And for good reason.
Taddeo, who kicks off Aspen Words’ Winter Words author series Tuesday, spent nearly a decade working on “Three Women,” including six cross-country trips in search of subjects who’d be willing to have the details of their innermost lives and deepest vulnerabilities published. Taddeo spent about two years — including moving to their communities — with each of the three final subjects: Lina, a housewife and mother in a sexless marriage who reconnects with a high school boyfriend; Maggie, who takes her high school English teacher to court for seducing her when she was his student; and Sloane, a beautiful, polished restaurant owner whose husband enjoys watching her have sex with other men and women.
Fully immersing herself in her subjects’ lives was just one way Taddeo was able to reach such emotional depths in telling their stories, which were happening “in real time” when she was with them — so memories were fresh and feelings still raw. They also wanted to talk about their feelings, Taddeo said, and had both a high level of emotional intelligence and no other outlets for sharing experiences and emotions that are generally frowned upon by society.
And then there were all the emails and texts and Facebook messages that Taddeo exchanged with the women.
“With writing, it’s really easy to see personality come out,” she said in a recent phone interview. “Most often it’s nonwriters that express themselves the best in email and text writing. They’re not necessarily thinking about appropriate writing or how they should sound or convey what they’re trying to say. For me, getting their voices in that way was helpful.”
As for the at-times astonishing level of detail — the exact color of the bedsheets, the smell of the car — Taddeo approached this very deliberately. Knowing what she wanted to write about in each chapter, she wrote paragraphs that were somewhat like Mad Libs, the fill-in-the-blank word game, then asked them to fill in the blanks of the details, and afterward went back through it all with them to make sure it was accurate.

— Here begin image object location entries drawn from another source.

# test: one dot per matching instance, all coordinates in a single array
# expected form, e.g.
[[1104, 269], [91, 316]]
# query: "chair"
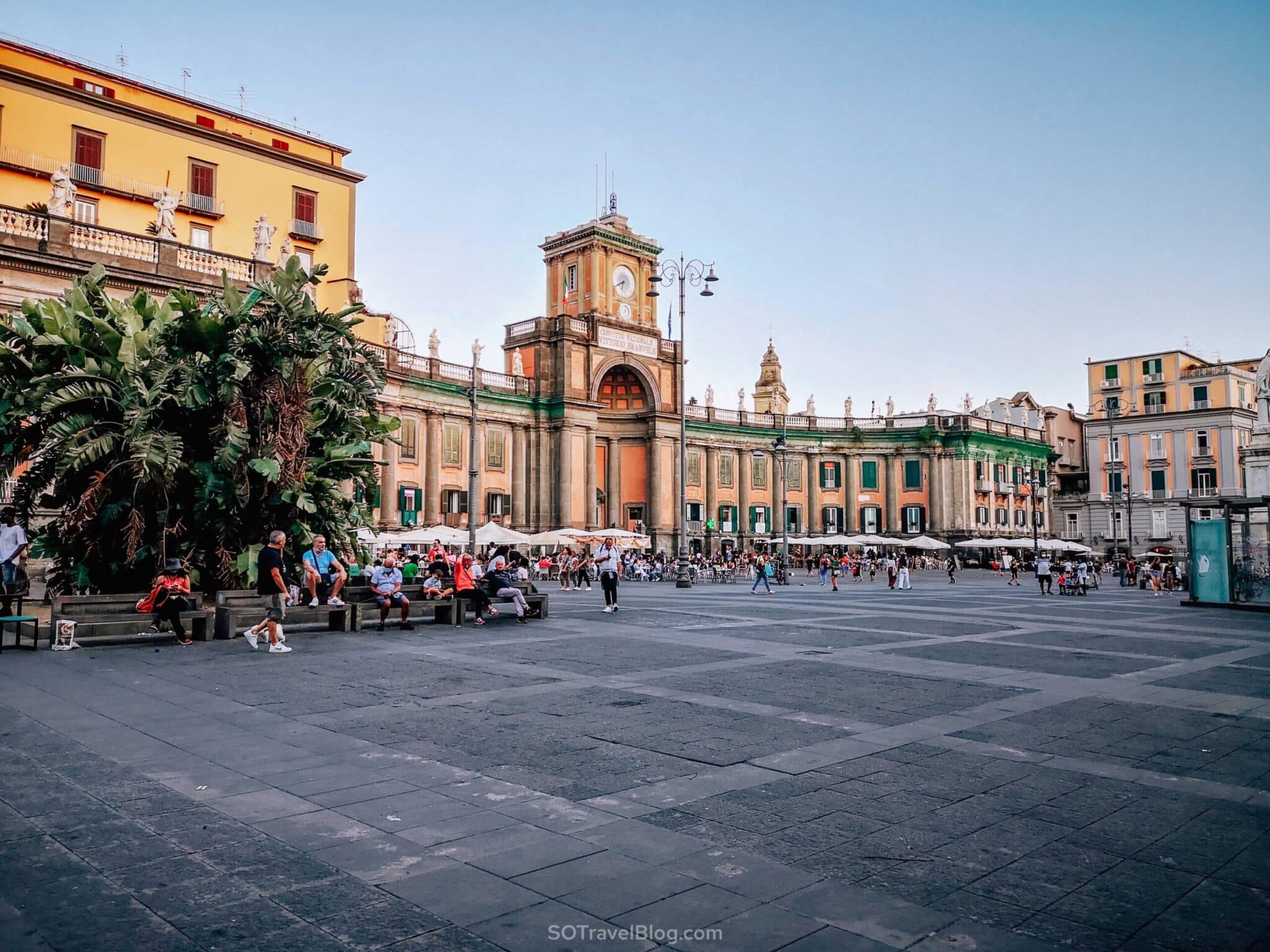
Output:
[[18, 620]]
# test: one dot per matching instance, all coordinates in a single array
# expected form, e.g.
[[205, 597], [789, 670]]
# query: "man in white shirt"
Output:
[[13, 550]]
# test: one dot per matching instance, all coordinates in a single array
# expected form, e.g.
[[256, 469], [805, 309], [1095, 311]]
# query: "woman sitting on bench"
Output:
[[168, 598]]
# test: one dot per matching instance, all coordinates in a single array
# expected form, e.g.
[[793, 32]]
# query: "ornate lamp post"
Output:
[[695, 273]]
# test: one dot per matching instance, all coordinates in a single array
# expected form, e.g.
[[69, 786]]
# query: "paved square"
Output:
[[977, 767]]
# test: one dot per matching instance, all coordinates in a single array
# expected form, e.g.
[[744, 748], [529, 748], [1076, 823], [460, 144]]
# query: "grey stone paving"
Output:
[[941, 770]]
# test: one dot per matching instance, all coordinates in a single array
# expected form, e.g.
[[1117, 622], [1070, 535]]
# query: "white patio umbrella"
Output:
[[494, 535]]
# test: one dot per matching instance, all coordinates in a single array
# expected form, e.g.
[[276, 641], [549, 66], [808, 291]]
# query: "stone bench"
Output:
[[238, 609], [115, 620]]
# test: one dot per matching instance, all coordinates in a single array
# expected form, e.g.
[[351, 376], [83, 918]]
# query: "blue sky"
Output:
[[907, 196]]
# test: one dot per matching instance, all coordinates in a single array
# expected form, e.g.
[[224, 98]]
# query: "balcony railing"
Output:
[[305, 230]]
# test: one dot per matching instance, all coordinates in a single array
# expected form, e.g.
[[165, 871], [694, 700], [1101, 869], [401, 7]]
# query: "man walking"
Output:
[[902, 573], [13, 550], [272, 587], [1043, 575]]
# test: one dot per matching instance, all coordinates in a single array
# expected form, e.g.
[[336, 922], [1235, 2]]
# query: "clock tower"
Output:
[[601, 268]]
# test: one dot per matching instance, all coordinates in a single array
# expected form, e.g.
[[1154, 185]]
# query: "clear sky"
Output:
[[910, 197]]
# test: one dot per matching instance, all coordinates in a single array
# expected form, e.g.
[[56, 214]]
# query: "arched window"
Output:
[[621, 390]]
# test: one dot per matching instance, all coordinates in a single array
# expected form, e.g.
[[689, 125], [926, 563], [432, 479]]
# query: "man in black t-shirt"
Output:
[[272, 587]]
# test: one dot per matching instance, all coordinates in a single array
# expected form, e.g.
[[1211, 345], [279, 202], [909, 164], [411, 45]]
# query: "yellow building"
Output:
[[121, 143]]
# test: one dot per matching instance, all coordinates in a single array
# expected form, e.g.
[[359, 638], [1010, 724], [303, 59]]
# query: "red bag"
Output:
[[148, 604]]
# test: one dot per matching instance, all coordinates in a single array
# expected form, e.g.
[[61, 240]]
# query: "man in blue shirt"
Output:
[[386, 586], [323, 566]]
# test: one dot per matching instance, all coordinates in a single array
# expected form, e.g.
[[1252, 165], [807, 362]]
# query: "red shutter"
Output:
[[88, 151], [305, 207]]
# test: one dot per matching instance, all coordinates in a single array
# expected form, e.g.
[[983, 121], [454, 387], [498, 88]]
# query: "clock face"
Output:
[[624, 281]]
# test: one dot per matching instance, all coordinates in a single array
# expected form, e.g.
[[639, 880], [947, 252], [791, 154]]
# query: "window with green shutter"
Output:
[[869, 474], [912, 474]]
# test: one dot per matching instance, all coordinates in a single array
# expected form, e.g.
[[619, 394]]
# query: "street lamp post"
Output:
[[695, 273]]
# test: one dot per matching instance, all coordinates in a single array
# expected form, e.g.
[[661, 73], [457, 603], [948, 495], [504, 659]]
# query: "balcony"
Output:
[[305, 230], [207, 206]]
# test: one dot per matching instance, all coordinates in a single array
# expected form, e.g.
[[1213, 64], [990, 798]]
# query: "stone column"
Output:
[[653, 508], [812, 475], [389, 517], [561, 478], [590, 493], [850, 501], [934, 494], [710, 487], [432, 471], [520, 456]]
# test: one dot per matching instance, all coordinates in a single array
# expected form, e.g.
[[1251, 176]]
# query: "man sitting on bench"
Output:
[[435, 586], [323, 566], [386, 584]]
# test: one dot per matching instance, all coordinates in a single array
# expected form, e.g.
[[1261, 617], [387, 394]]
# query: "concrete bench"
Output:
[[443, 610], [115, 620], [236, 610]]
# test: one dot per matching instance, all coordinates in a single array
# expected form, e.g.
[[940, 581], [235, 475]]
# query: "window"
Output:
[[94, 88], [621, 390], [694, 467], [498, 507], [869, 474], [727, 518], [89, 149], [409, 438], [451, 452], [305, 215], [913, 519], [912, 474], [758, 519], [408, 505], [870, 518], [86, 211], [758, 471], [831, 517]]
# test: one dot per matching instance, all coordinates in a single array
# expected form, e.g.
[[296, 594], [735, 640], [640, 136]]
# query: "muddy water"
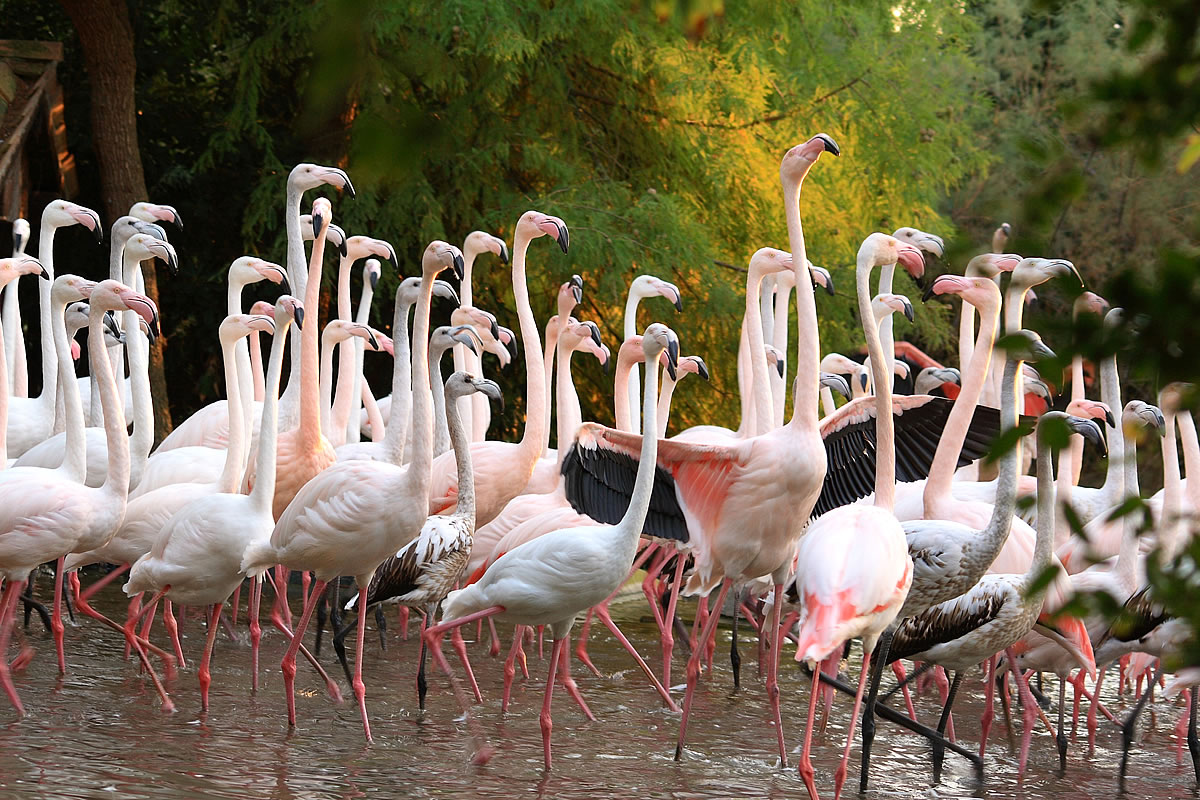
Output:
[[100, 732]]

It’s this level of detail, both descriptive and emotional, that makes “Three Women” so immersive — as a reader you feel like you’re not only in the room but in the women’s heads and hearts. And that leads to a certain level of understanding, empathy and relatability — even if the actions themselves aren’t relatable.

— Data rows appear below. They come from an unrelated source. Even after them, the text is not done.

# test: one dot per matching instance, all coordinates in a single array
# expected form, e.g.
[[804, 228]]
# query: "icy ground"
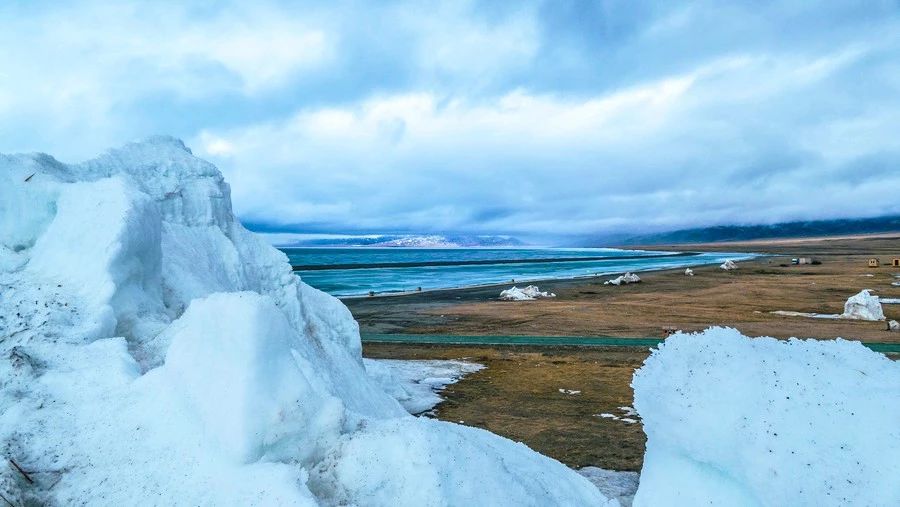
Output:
[[154, 352], [417, 384]]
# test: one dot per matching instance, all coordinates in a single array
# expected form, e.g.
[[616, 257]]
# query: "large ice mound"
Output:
[[737, 421], [153, 351]]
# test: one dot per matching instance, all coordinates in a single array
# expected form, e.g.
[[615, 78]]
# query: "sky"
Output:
[[532, 118]]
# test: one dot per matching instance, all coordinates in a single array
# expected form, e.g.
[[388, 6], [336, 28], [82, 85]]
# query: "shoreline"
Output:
[[666, 298], [741, 257]]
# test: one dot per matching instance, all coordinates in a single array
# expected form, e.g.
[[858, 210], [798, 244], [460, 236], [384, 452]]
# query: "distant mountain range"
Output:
[[774, 231], [403, 241]]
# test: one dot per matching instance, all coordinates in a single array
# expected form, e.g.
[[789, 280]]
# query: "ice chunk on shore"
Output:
[[732, 420], [623, 279], [155, 351], [728, 265], [863, 306], [529, 293]]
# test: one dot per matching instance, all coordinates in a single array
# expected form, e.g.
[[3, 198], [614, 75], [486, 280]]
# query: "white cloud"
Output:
[[672, 152], [529, 118]]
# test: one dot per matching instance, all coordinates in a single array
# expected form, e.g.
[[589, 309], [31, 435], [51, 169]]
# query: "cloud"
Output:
[[538, 118]]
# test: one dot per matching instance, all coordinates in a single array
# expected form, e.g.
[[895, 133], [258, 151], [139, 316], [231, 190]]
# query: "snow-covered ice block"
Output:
[[157, 352], [529, 293], [418, 461], [863, 306], [623, 279], [732, 420]]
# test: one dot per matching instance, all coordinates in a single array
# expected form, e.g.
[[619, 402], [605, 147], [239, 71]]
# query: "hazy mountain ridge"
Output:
[[408, 241], [774, 231]]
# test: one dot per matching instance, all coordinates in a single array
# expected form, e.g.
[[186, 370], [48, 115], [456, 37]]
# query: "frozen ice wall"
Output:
[[153, 351], [737, 421]]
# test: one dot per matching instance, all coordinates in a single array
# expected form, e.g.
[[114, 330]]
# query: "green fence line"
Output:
[[578, 341]]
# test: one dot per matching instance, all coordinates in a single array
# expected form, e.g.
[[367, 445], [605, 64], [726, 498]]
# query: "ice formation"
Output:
[[614, 484], [863, 306], [623, 279], [529, 293], [737, 421], [728, 265], [153, 351]]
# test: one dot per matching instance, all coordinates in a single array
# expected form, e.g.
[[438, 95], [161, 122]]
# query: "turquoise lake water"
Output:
[[358, 271]]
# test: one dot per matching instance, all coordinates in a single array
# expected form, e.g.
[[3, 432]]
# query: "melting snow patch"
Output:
[[416, 384], [613, 484], [728, 265], [529, 293]]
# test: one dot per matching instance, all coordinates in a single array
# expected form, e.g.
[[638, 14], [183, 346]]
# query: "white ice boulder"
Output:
[[623, 279], [155, 351], [529, 293], [252, 379], [863, 306], [732, 420], [418, 461]]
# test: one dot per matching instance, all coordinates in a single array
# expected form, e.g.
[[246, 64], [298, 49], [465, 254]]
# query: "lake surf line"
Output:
[[482, 262]]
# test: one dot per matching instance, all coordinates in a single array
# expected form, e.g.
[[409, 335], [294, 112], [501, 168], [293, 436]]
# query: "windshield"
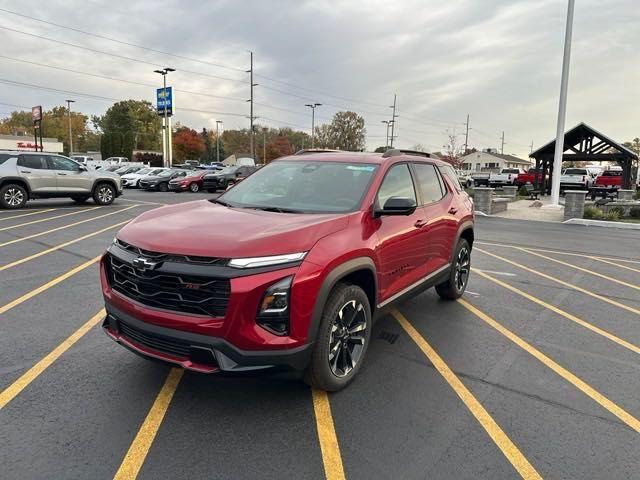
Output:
[[310, 187]]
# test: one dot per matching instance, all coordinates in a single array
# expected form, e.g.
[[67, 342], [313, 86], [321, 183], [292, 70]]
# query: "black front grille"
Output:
[[177, 292], [155, 342]]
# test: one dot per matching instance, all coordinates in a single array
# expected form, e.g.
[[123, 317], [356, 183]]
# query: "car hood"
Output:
[[207, 229]]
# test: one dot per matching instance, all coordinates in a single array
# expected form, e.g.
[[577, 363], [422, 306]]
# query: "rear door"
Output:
[[70, 178], [35, 169]]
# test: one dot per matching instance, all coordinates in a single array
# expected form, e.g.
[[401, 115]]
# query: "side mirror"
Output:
[[397, 206]]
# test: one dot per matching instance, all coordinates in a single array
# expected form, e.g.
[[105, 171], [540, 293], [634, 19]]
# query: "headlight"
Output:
[[254, 262], [273, 313]]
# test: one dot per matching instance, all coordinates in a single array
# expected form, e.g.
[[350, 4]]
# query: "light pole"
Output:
[[69, 102], [562, 110], [166, 132], [313, 106], [218, 122]]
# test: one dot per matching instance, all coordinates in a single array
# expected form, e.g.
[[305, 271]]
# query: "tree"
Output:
[[345, 132], [187, 144]]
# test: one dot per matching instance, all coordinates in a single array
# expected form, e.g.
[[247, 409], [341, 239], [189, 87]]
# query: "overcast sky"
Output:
[[498, 60]]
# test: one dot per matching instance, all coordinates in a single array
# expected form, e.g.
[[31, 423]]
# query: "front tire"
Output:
[[455, 286], [104, 194], [13, 196], [342, 341]]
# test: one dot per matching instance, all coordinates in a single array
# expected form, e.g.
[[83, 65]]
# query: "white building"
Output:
[[27, 144], [490, 160]]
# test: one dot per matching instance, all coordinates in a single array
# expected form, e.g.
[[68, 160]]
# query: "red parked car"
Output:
[[289, 268], [192, 182]]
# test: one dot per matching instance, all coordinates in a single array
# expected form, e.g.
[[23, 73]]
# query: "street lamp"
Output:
[[313, 106], [218, 122], [69, 102], [165, 128]]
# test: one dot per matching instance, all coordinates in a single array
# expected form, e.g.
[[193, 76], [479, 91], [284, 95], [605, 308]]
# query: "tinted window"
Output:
[[397, 183], [61, 163], [448, 172], [428, 182], [35, 162]]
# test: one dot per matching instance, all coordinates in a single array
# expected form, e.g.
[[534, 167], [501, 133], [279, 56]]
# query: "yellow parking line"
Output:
[[561, 282], [30, 375], [329, 447], [571, 254], [48, 285], [63, 227], [502, 441], [58, 247], [32, 222], [557, 310], [592, 393], [26, 214], [575, 267], [137, 453]]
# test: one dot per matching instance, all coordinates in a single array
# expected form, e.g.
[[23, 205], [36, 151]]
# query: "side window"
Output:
[[450, 174], [34, 162], [61, 163], [428, 182], [397, 183]]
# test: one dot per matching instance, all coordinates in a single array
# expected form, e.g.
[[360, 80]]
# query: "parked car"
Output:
[[529, 177], [221, 179], [131, 179], [577, 178], [192, 182], [160, 181], [609, 179], [29, 175], [264, 278], [507, 176]]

“I think everyone’s done foolish things for love, and if they haven’t, judging their stories is not cool,” said Taddeo, who along with writing for magazines like New York and Esquire is a Pushcart Prize-winning fiction writer, now editing her first novel.
Since the book’s publication in July, Taddeo has received plenty of positive reaction from readers.
“Most women have said it’s made them feel seen, and that they want to tell their stories,” she said.
A little more surprising was the reaction from men, which has come mostly in the past month (presumably as word of the book took longer to trickle down to men or as wives and girlfriends handed their copies down).
“From men, it’s like, ‘Thank you, what else can you tell me?’” Taddeo said. “There’s a lot of fear and confusion from men who want to change from the sphere of what they’ve done in the past.”
But Taddeo is cautious about how to think about the book in the era of #MeToo — which is not about what women want but what they don’t want.
“We want empowering stories about women, but some are not empowered,” she said, noting that in many places she traveled, people (including Lina) had not heard of #MeToo as the movement took hold during the tail end of Taddeo’s reporting in 2017. “So to leave these people in the dust and to say we’ve moved on, that’s part of the problem.”
That’s not to say, however, that the women’s stories are simply about being led on by men’s desires — Taddeo was quick to disabuse that interpretation. At the core, they’re about the depth and complexity of women’s desire, how desire intertwines with love, and how it all ultimately reflects back on oneself.
“If there’s not a connection or a commitment on both parts, it’s mainly about what you’re looking for in yourself or what you’re missing,” Taddeo said. “Whether it’s a man or woman is interchangeable.”